O motor estético de "Here" é a passagem do tempo. A maneira como o tempo escorre vagarosamente, seja no campo, seja em meio a prédios em construção, em lanchonetes ou mesmo no transporte público, é o que move o filme e seu estilo.

Não difere muito do longa anterior de Bas Devos, "Trópico Fantasma", de 2019, a não ser que este seja todo ambientado na grande cidade, baseado em recortes do espaço —enquadramentos dentro de enquadramentos— enquanto "Here" busca também locações nos arredores rurais da cidade e com isso se abre mais às paisagens naturais.

Cena do filme 'Here', de Bas Devos
Cena do filme 'Here', de Bas Devos - Divulgação

O espectador é convidado a se adaptar a essa passagem do tempo, no que devemos lembrar que o tempo é um elemento essencial do cinema. Ou seja, em "Here", temos uma dupla impressão do tempo.

O tratamento do espaço é uma preocupação contígua, pois a ação do tempo é flagrada, no cinema, em um determinado espaço delimitado pelo enquadramento da câmera.

São essas as preocupações do diretor que vão determinar a maneira como ele escolhe contar a história. Tudo está subordinado a esse estilo baseado no escorrimento do tempo e no espaço cuidadosamente recortado. Um filme que parece dizer: "forma é essencial". Ou a velha máxima, dita por muitos: "forma é conteúdo".

Há, claro, o tema. Ou um fiapo de tema. Acompanhamos um imigrante romeno chamado Stefan, interpretado por Stefan Gota. É um trabalhador de construção civil de Bruxelas, mas o vemos sobretudo nos momentos de descanso e deslocamento.

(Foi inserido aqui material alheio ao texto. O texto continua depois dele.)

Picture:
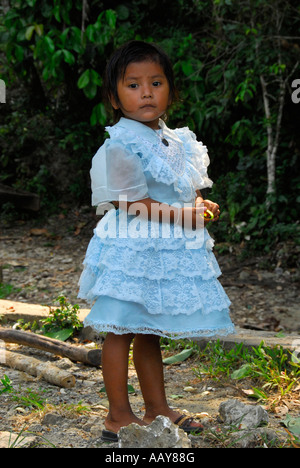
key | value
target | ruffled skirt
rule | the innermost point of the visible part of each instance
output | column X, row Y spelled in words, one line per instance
column 145, row 277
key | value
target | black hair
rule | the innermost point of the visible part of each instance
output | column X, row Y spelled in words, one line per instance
column 134, row 51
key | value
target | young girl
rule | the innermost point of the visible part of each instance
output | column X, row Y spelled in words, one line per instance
column 149, row 269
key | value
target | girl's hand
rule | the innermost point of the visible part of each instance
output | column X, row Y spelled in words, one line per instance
column 209, row 205
column 191, row 218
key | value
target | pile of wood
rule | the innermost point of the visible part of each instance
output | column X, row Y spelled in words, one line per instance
column 46, row 370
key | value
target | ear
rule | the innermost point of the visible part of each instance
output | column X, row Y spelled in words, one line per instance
column 114, row 103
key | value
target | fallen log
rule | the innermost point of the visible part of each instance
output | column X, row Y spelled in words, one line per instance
column 45, row 370
column 91, row 357
column 20, row 198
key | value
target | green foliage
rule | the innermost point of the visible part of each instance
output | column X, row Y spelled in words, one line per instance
column 54, row 54
column 63, row 321
column 271, row 367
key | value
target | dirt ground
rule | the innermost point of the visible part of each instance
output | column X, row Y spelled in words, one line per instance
column 42, row 261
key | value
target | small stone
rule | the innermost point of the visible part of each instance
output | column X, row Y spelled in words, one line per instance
column 234, row 412
column 161, row 433
column 190, row 389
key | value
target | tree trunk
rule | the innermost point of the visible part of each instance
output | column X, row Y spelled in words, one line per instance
column 59, row 348
column 45, row 370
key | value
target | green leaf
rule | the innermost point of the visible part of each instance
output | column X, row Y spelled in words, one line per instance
column 29, row 32
column 185, row 354
column 68, row 57
column 84, row 79
column 293, row 424
column 60, row 334
column 242, row 372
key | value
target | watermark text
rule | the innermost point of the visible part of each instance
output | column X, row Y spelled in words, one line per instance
column 296, row 93
column 2, row 92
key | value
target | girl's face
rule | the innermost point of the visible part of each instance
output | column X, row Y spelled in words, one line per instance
column 144, row 93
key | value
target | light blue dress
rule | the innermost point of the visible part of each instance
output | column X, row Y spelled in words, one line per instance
column 142, row 276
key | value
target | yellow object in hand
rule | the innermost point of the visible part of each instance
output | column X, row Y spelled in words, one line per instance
column 208, row 215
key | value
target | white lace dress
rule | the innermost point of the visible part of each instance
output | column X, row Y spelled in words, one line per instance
column 140, row 275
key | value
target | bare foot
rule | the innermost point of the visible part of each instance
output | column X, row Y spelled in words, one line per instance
column 173, row 416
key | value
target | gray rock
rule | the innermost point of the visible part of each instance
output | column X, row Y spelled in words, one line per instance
column 161, row 433
column 52, row 419
column 234, row 412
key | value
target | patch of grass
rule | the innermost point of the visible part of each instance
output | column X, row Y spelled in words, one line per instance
column 272, row 369
column 7, row 289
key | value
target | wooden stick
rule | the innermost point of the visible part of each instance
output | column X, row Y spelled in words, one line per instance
column 46, row 370
column 75, row 353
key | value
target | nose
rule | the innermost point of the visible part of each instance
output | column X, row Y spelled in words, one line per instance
column 146, row 92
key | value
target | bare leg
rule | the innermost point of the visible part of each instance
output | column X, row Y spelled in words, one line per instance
column 148, row 363
column 115, row 374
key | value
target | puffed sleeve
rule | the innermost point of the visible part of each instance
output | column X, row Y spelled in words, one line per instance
column 115, row 172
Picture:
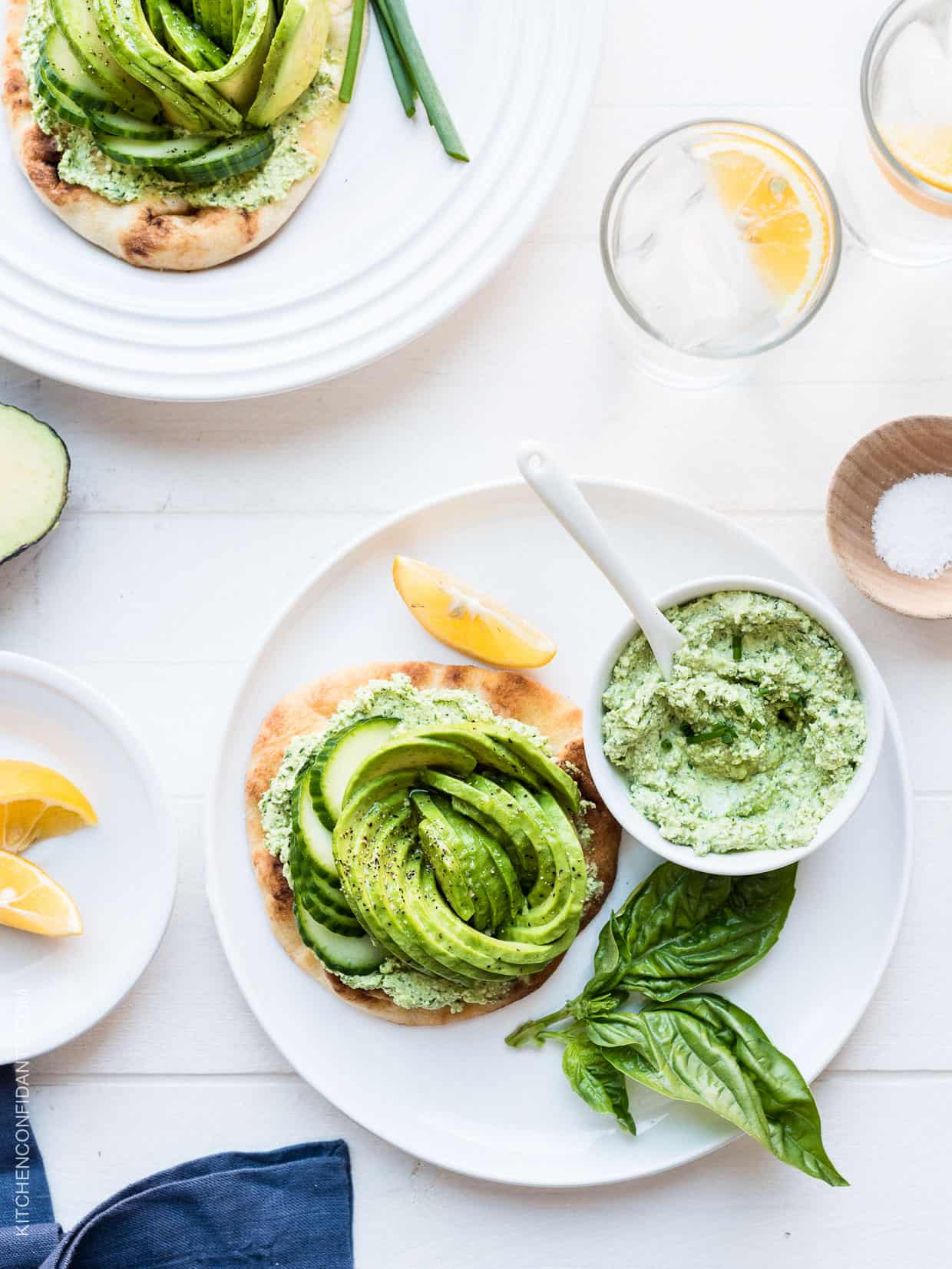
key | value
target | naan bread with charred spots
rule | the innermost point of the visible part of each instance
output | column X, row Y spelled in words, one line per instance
column 184, row 149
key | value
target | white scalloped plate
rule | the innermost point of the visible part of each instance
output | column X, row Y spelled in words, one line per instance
column 456, row 1096
column 392, row 237
column 121, row 872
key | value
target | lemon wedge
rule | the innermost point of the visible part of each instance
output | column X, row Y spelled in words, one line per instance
column 776, row 211
column 37, row 802
column 926, row 151
column 32, row 901
column 468, row 622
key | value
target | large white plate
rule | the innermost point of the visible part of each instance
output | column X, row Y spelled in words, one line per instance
column 392, row 237
column 121, row 874
column 456, row 1096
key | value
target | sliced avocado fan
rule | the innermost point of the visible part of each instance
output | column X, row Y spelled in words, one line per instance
column 223, row 69
column 35, row 476
column 452, row 854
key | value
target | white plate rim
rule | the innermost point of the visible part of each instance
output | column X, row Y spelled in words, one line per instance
column 89, row 698
column 458, row 286
column 217, row 791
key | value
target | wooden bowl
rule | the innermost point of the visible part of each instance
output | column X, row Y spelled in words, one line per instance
column 907, row 447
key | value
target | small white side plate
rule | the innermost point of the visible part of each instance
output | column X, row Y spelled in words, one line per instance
column 121, row 874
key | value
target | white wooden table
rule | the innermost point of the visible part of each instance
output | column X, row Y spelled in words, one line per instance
column 188, row 526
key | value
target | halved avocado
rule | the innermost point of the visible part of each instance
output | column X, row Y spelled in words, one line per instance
column 35, row 478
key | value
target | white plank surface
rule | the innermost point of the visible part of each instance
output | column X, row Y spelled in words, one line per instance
column 139, row 592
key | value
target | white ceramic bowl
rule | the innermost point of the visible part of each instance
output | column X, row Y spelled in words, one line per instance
column 613, row 788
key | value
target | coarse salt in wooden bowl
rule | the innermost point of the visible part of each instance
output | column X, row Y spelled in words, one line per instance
column 918, row 446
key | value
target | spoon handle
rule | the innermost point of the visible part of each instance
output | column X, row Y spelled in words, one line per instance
column 565, row 501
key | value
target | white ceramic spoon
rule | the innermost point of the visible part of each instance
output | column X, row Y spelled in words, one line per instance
column 564, row 499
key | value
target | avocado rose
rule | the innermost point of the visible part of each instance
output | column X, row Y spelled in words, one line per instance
column 461, row 859
column 427, row 838
column 187, row 91
column 455, row 851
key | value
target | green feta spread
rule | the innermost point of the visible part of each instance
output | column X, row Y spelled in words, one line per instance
column 755, row 736
column 83, row 163
column 396, row 698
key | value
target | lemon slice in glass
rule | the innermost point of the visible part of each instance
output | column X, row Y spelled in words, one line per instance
column 775, row 211
column 37, row 802
column 31, row 900
column 470, row 622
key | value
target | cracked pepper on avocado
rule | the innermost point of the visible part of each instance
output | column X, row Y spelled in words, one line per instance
column 435, row 851
column 755, row 736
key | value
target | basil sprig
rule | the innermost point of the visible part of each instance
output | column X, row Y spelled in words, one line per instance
column 677, row 932
column 706, row 1049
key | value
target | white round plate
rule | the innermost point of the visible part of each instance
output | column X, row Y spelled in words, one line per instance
column 121, row 874
column 394, row 236
column 462, row 1099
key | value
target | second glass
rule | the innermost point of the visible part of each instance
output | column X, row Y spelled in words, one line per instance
column 894, row 178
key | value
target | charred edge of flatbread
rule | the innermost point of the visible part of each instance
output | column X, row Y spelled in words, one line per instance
column 511, row 696
column 164, row 233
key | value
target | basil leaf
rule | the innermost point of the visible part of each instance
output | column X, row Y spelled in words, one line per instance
column 702, row 1049
column 611, row 958
column 686, row 929
column 597, row 1082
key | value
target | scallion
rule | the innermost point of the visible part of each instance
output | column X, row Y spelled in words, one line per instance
column 353, row 51
column 405, row 85
column 415, row 62
column 720, row 731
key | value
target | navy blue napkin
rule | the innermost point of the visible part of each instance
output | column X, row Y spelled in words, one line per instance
column 289, row 1208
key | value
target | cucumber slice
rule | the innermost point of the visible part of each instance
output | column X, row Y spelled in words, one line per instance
column 229, row 159
column 339, row 759
column 118, row 124
column 77, row 21
column 62, row 106
column 35, row 478
column 154, row 17
column 65, row 73
column 312, row 837
column 137, row 153
column 340, row 953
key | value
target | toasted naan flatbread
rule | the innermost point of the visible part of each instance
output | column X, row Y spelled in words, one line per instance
column 511, row 696
column 165, row 233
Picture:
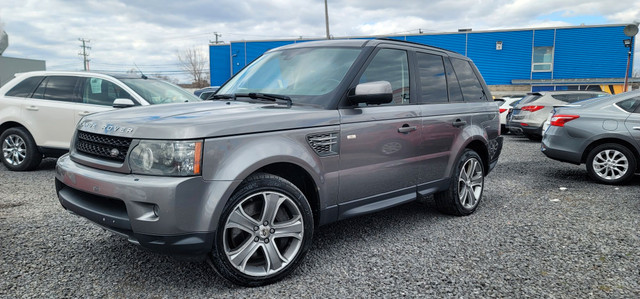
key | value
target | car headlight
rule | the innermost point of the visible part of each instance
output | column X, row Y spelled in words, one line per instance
column 166, row 157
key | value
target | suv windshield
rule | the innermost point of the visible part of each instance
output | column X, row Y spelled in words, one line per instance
column 159, row 92
column 302, row 74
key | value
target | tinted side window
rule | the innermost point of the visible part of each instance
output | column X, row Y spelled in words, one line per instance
column 101, row 92
column 25, row 88
column 433, row 83
column 629, row 105
column 471, row 87
column 392, row 66
column 60, row 88
column 455, row 94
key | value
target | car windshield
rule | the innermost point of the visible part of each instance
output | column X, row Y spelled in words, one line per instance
column 159, row 92
column 303, row 74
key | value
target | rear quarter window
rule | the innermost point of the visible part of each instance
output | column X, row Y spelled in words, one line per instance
column 471, row 87
column 25, row 88
column 630, row 105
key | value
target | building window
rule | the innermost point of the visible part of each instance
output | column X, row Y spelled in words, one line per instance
column 542, row 59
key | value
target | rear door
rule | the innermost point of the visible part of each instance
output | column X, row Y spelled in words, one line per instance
column 379, row 143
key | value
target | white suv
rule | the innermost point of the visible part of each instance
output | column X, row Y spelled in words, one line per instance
column 39, row 110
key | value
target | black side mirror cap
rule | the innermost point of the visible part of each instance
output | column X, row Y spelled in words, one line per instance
column 123, row 103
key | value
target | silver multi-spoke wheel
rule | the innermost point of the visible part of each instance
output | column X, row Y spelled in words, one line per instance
column 465, row 190
column 470, row 183
column 610, row 164
column 14, row 150
column 263, row 233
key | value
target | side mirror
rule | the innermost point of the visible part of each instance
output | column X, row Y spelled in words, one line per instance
column 123, row 103
column 376, row 93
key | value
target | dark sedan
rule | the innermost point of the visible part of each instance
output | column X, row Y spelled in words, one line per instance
column 603, row 133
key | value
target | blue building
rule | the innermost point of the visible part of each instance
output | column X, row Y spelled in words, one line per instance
column 532, row 59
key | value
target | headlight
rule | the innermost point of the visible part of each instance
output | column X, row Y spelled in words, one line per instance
column 166, row 157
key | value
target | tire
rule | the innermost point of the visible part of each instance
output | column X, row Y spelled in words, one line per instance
column 468, row 175
column 611, row 163
column 19, row 150
column 249, row 250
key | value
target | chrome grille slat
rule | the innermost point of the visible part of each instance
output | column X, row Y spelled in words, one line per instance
column 101, row 146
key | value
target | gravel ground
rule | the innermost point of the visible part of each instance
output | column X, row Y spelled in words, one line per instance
column 543, row 230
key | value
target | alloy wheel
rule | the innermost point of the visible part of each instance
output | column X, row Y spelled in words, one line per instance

Ele encontra uma senhora vivida por Saadia Bentaïeb, atriz protagonista de "Trópico Fantasma". Essa senhora cria uma horta no meio da cidade e oferece espaço para Stefan plantar as sementes que encontrou em seu bolso.

O tempo e o espaço do campo vividos na cidade. Pedaços de verde em meio ao cinza. Sementes para o florescimento guardadas em uma peça de roupa. Um convite à mudança de ritmo, à ideia de não se render à correria do mundo atual, de adotar um ritmo próximo da natureza.

Há ainda a estudante de origem chinesa ShuXiu, vivida por Liyo Gong, que ajuda a tia numa lanchonete típica. Ela é bióloga e pesquisa musgos nos bosques ao redor de Bruxelas. ShuXiu e Stefan se encontrarão, primeiro na lanchonete, depois no bosque. Talvez desenvolvam uma relação amorosa.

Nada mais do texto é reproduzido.